Rebecca Moosavian (University of Leeds)
Rebecca Moosavian is an Associate Professor in Law at the School of Law, University of Leeds. Rebecca’s research concerns Article 8 ECHR and its conflict with free expression in misuse of private information law. She has also published on the constitutional issues raised by the Iraq War, particularly prerogative power and judicial review. Rebecca’s work has been published in journals such as Public Law, Northern Ireland Legal Quarterly, the Journal of Media Law and the International Journal of Human Rights.
Lexie Kirkconnell-Kawana (Head of Regulation at IMPRESS)
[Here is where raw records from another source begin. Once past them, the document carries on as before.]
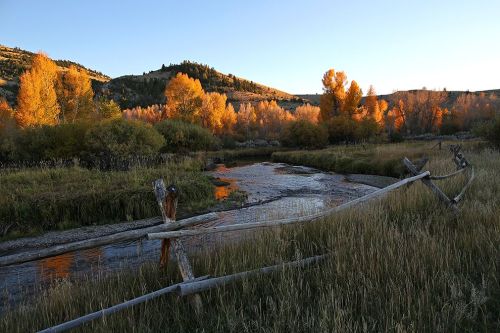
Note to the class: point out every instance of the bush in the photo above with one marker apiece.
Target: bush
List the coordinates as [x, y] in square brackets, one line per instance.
[183, 137]
[365, 130]
[304, 134]
[341, 129]
[60, 142]
[120, 140]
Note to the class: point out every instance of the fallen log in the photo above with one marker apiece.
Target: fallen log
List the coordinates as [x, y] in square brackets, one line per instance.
[293, 220]
[115, 308]
[22, 257]
[198, 286]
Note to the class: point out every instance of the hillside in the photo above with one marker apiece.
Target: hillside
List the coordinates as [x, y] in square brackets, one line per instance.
[148, 88]
[14, 61]
[451, 96]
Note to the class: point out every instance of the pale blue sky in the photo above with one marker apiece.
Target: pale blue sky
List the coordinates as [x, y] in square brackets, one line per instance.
[284, 44]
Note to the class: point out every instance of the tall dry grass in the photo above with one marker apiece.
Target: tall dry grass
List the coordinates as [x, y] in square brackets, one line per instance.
[402, 263]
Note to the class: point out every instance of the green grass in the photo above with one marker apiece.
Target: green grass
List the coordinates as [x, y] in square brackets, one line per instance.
[36, 200]
[383, 160]
[402, 263]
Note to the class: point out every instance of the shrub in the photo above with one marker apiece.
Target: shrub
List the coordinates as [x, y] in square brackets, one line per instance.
[121, 139]
[304, 134]
[366, 129]
[182, 137]
[341, 129]
[45, 143]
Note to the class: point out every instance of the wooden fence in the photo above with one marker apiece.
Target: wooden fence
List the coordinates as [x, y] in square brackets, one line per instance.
[172, 231]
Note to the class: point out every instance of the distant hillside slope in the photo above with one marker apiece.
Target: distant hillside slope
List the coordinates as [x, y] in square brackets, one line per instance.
[452, 96]
[148, 89]
[14, 61]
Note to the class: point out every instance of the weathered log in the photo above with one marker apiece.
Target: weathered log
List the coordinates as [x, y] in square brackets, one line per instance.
[427, 182]
[448, 175]
[469, 182]
[129, 235]
[178, 248]
[302, 219]
[199, 286]
[115, 308]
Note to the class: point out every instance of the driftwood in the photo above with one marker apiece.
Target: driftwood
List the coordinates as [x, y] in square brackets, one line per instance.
[177, 245]
[100, 241]
[461, 194]
[448, 175]
[309, 218]
[199, 286]
[115, 308]
[427, 182]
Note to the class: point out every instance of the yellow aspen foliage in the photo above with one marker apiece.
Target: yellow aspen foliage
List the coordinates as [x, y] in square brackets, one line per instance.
[212, 111]
[7, 120]
[352, 99]
[184, 98]
[332, 100]
[228, 120]
[37, 100]
[378, 116]
[246, 120]
[307, 112]
[75, 95]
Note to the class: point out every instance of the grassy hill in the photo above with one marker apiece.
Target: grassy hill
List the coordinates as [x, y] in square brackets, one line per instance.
[14, 61]
[451, 98]
[148, 88]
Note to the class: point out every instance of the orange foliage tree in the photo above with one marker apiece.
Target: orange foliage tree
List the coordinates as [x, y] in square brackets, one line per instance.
[212, 111]
[332, 100]
[271, 119]
[75, 95]
[151, 114]
[228, 120]
[37, 99]
[184, 98]
[7, 120]
[307, 112]
[246, 120]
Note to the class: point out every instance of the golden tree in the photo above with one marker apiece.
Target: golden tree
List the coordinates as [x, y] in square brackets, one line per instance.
[332, 100]
[7, 120]
[75, 95]
[307, 112]
[352, 100]
[184, 98]
[228, 120]
[37, 99]
[375, 108]
[246, 120]
[212, 109]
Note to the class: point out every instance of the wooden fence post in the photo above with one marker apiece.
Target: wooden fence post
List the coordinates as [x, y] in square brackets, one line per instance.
[427, 182]
[168, 214]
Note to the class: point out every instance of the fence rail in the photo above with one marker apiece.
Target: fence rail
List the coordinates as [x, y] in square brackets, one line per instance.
[170, 231]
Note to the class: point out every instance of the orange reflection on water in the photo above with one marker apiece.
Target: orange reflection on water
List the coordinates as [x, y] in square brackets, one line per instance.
[222, 192]
[58, 267]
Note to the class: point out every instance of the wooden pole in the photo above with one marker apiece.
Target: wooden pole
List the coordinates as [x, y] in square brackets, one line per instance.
[427, 182]
[199, 286]
[303, 219]
[177, 245]
[115, 308]
[100, 241]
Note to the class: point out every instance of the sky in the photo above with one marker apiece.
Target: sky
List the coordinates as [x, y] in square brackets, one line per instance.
[288, 45]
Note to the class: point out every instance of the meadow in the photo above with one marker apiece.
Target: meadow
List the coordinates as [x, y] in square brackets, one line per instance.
[402, 263]
[33, 200]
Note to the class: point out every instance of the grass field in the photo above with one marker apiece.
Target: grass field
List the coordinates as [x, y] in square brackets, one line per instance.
[383, 160]
[35, 200]
[403, 263]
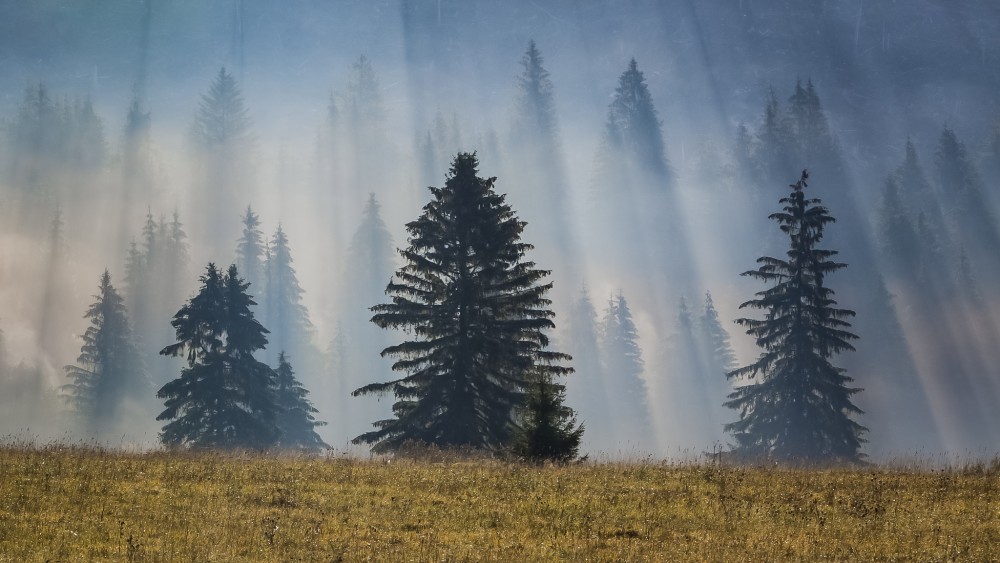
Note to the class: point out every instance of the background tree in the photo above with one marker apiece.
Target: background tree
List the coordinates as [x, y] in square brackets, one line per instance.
[223, 139]
[295, 420]
[478, 312]
[224, 397]
[623, 366]
[250, 251]
[587, 389]
[287, 318]
[368, 266]
[549, 431]
[108, 376]
[800, 408]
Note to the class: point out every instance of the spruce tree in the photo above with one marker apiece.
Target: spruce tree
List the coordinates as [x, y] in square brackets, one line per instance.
[897, 236]
[287, 318]
[549, 431]
[623, 366]
[478, 313]
[540, 179]
[632, 131]
[224, 397]
[295, 420]
[367, 268]
[799, 409]
[108, 373]
[587, 389]
[223, 142]
[715, 340]
[967, 207]
[250, 252]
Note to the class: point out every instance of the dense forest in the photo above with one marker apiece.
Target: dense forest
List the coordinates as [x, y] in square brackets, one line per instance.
[612, 228]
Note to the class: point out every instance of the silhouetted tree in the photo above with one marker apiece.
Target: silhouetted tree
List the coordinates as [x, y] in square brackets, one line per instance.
[223, 139]
[800, 407]
[968, 210]
[295, 420]
[250, 252]
[539, 181]
[632, 131]
[623, 367]
[896, 234]
[587, 389]
[108, 373]
[288, 319]
[715, 339]
[224, 397]
[368, 267]
[549, 431]
[479, 314]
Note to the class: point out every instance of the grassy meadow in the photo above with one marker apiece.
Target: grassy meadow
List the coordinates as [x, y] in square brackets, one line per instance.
[66, 503]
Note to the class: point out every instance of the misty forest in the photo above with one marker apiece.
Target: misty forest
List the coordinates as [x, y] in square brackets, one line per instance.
[758, 228]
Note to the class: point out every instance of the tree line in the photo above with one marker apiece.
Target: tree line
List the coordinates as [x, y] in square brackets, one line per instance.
[632, 160]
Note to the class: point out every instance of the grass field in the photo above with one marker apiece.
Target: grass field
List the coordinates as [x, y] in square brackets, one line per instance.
[62, 503]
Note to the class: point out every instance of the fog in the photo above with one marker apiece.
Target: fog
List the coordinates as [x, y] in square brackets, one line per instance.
[353, 108]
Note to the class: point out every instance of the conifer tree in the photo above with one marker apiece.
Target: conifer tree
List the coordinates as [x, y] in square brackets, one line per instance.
[287, 317]
[968, 209]
[223, 140]
[587, 390]
[715, 340]
[478, 312]
[108, 373]
[250, 252]
[623, 366]
[295, 420]
[539, 182]
[549, 431]
[367, 268]
[632, 131]
[774, 141]
[222, 122]
[799, 408]
[224, 397]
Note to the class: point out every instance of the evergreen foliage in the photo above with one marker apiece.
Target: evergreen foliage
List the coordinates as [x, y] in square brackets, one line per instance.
[549, 431]
[222, 122]
[295, 420]
[967, 208]
[224, 397]
[108, 373]
[799, 409]
[250, 251]
[623, 367]
[632, 131]
[715, 340]
[586, 389]
[479, 314]
[287, 317]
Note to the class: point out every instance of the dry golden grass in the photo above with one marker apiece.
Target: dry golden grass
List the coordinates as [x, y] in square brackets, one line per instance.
[79, 504]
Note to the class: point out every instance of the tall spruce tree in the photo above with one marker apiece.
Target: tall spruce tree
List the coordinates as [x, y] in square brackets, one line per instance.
[549, 431]
[287, 318]
[967, 207]
[799, 409]
[633, 130]
[108, 373]
[479, 314]
[295, 420]
[224, 397]
[223, 140]
[250, 252]
[540, 179]
[623, 366]
[587, 389]
[367, 268]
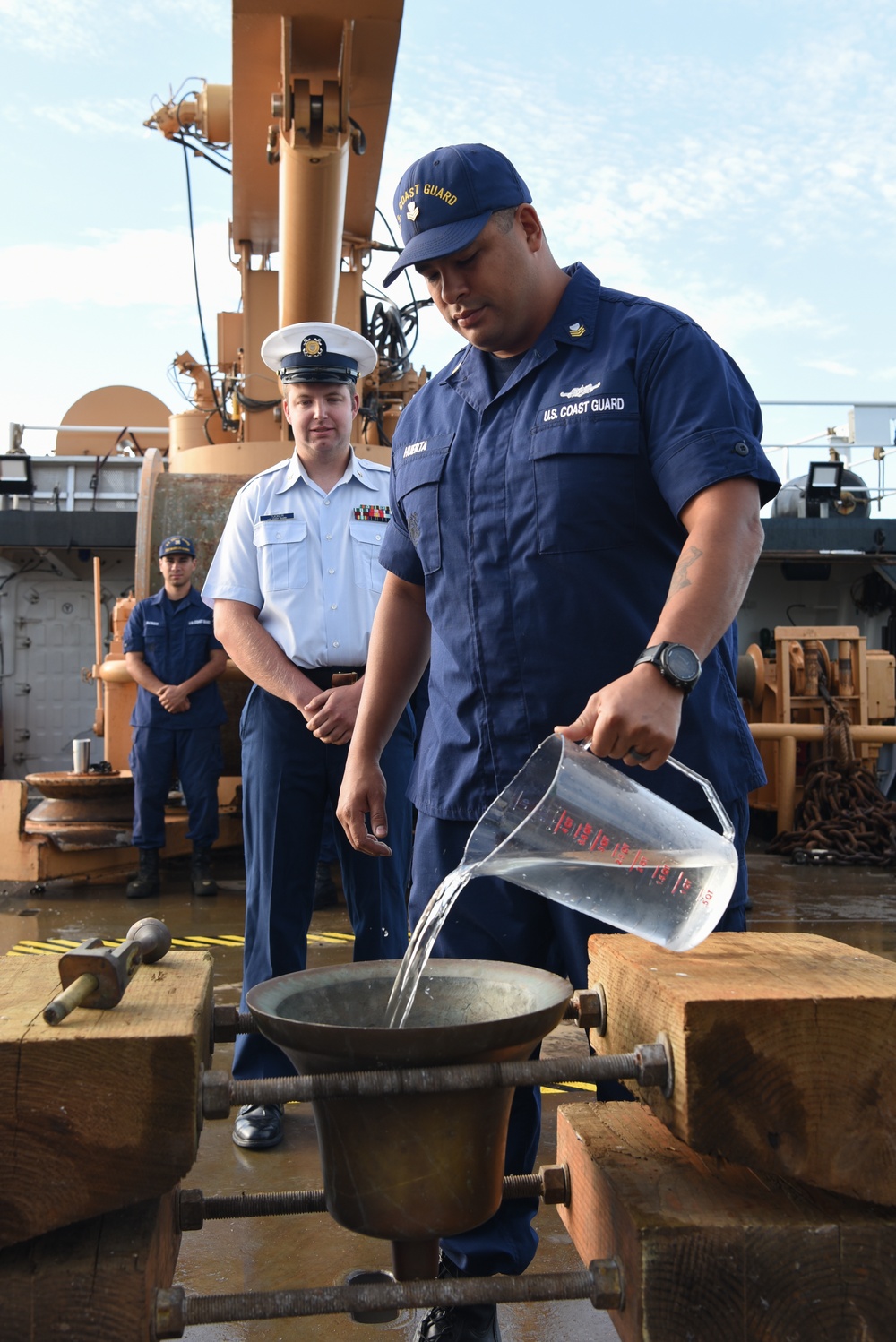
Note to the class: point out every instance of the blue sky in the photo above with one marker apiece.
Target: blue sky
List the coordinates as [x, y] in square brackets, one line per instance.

Lexie Kirkconnell-Kawana is Head of Regulation at IMPRESS (the Press Recognition Panel’s approved press regulator). Lexie is a New Zealand qualified barrister and solicitor who has worked in all forms of media regulation. She has previously worked at the Advertising Standards Authority in the investigations team and at the New Zealand Office of Film and Literature Classification, an independent state media regulator, in a research and semi-judicial capacity. Lexie also has an avid interest in London’s arts and culinary scene.
Professor András Koltay (President, Hungarian Communication and Media Authority)
Professor András Koltay is the President of the Hungarian Communication and Media Authority. His principal research has been concerned with freedom of speech, personality rights and media regulation. He is the author of more than 350 publications, and numerous monographs on freedom of speech; in English: Freedom of Speech – the Unreachable Mirage (Wolters Kluwer 2013), The Troubled Relationship between Religions and the State. Freedom of Expression and Freedom of Religion (Whitelocke 2017) and New Media and Freedom of Expression (Hart 2019). He was a speaker in more than 125 conferences in several countries. He co-edited a volume published by Cambridge University Press on blasphemy regulation (Blasphemy and Freedom of Expression, 2017).
Dr Peter Coe (University of Reading and IALS/ILPC)
Dr Peter Coe is a Lecturer in Law at the University of Reading and an Associate Research Fellow at the Institute of Advanced Legal Studies and the Information Law and Policy Centre. His research interests are: (i) citizen journalism’s impact on free speech, media freedom and regulation, and the concepts of privacy and reputation; (ii) defamation, including the protection of corporate reputation; (iii) media power and plurality, the role the media plays within society and its impact on democracy. His work in these areas has been published in leading journals such as Legal Studies, the University of Melbourne’s Media & Arts Law Review, the Journal of Business Law and Northern Ireland Legal Quarterly, amongst others, and his monograph, Media Freedom in the Age Citizen Journalism, was published by Edward Elgar in 2021. He is also the co-editor, with Professor Paul Wragg, of Landmark Cases in Privacy Law, which will be published by Hart in 2022. During 2021-2022 Peter is acting as the UK’s National Rapporteur on ‘Freedom of Speech and the Regulation of Fake News’ on behalf of the International Academy of Comparative Law and the British Association of Comparative Law. He is the current editor-in-chief of Bloomsbury’s Communications Law.